Krishna Bharadwaj Nov. 6, 2011

Thanks Prasanna, I am glad you liked it.

Nathaniel Sept. 11, 2014

Even though split compares every character anyway (However, in a highly optimized way)

Vikas Bhat Oct. 23, 2011

impressive man! keep it up!

Bharath S Kallur Sept. 26, 2011

good write up bro.... :) :) helpful to kick start with....

orkanizer.com Aug. 8, 2011

This is a clear and very useful article. I love PYTHON!

Krishna Bharadwaj Aug. 8, 2011

Thanks! I'm glad you found it useful :)

Akshay July 3, 2011

hey! this is good stuff man :)
 

Krishna Bharadwaj July 3, 2011

Thanks akshay! :)

Shafi_bmsce July 2, 2011

Nice ! very coool....
Nice points or characteristics considered

Ramanathan Ganesh July 2, 2011

wow!!! very neatly written code! Can this be done using a  trie instead of a wordlist?

Krishna Bharadwaj July 2, 2011

Since the path will have a number of characters in between the actual characters of the word, Trie kind of becomes useless.
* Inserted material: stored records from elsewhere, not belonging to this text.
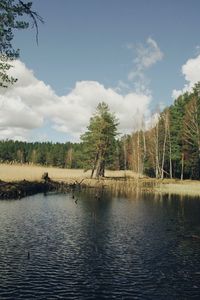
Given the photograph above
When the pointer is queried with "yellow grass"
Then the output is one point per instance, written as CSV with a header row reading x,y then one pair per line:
x,y
32,173
133,182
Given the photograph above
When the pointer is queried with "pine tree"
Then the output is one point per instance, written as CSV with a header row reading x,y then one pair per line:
x,y
99,140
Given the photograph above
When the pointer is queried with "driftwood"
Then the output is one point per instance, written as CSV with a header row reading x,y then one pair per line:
x,y
20,189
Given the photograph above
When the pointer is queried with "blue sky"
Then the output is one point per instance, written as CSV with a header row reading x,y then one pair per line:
x,y
135,47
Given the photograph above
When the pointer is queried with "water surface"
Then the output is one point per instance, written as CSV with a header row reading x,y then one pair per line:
x,y
88,247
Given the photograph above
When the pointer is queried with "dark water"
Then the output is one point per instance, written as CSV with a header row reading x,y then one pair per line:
x,y
108,248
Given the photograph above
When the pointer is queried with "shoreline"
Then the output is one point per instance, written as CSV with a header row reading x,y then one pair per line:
x,y
17,181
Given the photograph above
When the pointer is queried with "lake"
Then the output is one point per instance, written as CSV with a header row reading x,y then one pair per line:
x,y
88,246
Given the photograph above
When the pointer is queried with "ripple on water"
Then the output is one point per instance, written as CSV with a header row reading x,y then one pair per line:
x,y
108,249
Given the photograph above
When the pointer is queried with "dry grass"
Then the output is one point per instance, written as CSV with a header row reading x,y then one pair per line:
x,y
187,187
131,184
32,173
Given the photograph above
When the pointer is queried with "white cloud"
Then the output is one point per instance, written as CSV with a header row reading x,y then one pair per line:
x,y
191,73
26,105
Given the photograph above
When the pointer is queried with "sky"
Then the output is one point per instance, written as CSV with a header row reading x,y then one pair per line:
x,y
135,55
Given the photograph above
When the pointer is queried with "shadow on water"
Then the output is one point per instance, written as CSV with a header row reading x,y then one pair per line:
x,y
99,244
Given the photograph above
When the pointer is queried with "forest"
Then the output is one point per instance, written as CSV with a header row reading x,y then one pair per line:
x,y
169,148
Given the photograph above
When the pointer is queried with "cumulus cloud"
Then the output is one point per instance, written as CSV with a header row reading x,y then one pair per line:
x,y
191,73
146,56
30,102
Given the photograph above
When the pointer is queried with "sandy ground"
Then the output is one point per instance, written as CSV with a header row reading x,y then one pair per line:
x,y
34,173
30,172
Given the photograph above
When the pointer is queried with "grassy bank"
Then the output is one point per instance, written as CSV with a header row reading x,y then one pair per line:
x,y
120,182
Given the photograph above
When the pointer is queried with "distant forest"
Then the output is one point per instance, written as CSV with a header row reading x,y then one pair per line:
x,y
169,148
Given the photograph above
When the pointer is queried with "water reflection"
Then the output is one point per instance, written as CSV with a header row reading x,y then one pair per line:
x,y
98,246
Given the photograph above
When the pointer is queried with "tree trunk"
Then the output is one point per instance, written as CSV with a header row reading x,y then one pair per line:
x,y
94,165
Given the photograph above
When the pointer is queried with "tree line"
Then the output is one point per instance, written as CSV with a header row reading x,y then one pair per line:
x,y
171,147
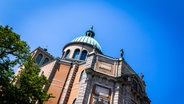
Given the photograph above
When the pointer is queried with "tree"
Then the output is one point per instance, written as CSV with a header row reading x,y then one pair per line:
x,y
14,51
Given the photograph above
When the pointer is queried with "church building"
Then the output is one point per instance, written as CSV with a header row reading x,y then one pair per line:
x,y
84,75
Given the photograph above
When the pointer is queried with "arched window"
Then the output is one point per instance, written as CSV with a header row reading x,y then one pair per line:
x,y
83,55
74,101
81,76
67,53
76,54
39,58
45,61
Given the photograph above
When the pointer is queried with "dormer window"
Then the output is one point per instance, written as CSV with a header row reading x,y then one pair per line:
x,y
39,58
83,55
67,53
76,54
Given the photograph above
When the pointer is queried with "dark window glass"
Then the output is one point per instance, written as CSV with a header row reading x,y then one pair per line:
x,y
67,54
76,54
39,58
45,61
81,76
42,73
83,55
74,101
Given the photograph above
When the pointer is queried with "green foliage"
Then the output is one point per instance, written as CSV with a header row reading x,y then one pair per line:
x,y
29,86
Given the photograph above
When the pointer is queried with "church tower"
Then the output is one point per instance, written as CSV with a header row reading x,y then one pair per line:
x,y
84,75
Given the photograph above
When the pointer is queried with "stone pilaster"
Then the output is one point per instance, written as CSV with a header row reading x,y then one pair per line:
x,y
117,94
84,90
68,85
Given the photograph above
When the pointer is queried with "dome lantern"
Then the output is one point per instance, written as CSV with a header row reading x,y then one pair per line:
x,y
90,32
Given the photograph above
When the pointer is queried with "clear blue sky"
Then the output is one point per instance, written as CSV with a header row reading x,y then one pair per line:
x,y
151,32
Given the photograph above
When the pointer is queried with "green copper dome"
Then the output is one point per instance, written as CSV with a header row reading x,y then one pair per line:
x,y
88,40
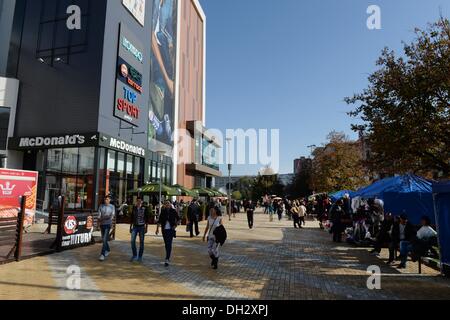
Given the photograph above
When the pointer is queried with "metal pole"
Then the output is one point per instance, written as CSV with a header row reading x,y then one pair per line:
x,y
160,185
229,191
229,177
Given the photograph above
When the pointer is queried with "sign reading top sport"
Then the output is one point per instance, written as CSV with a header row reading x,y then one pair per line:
x,y
129,103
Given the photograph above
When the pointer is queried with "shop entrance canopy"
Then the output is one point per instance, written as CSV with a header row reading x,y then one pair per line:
x,y
408,194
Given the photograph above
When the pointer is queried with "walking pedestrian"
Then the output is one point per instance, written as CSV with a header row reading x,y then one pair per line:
x,y
168,221
336,214
106,214
271,210
302,213
193,217
140,217
405,234
215,219
250,214
280,210
295,215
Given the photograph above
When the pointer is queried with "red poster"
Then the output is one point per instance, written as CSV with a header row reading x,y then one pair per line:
x,y
13,185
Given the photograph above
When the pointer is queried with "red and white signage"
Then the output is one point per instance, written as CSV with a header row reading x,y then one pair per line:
x,y
13,185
With each wrong character we are entering a different branch making things worse for ourselves. 

Sandeep Samdaria July 2, 2011

the Bada OS in few of the samsung phone has this feature.. :)

Krishna Bharadwaj July 2, 2011

Yes, Swype is very famous. Many manufacturers are bundling it with their phones.

Sandra Oct. 3, 2011

The Revolution also has this feature.  I tried it but it was a mess so I need to do some practice.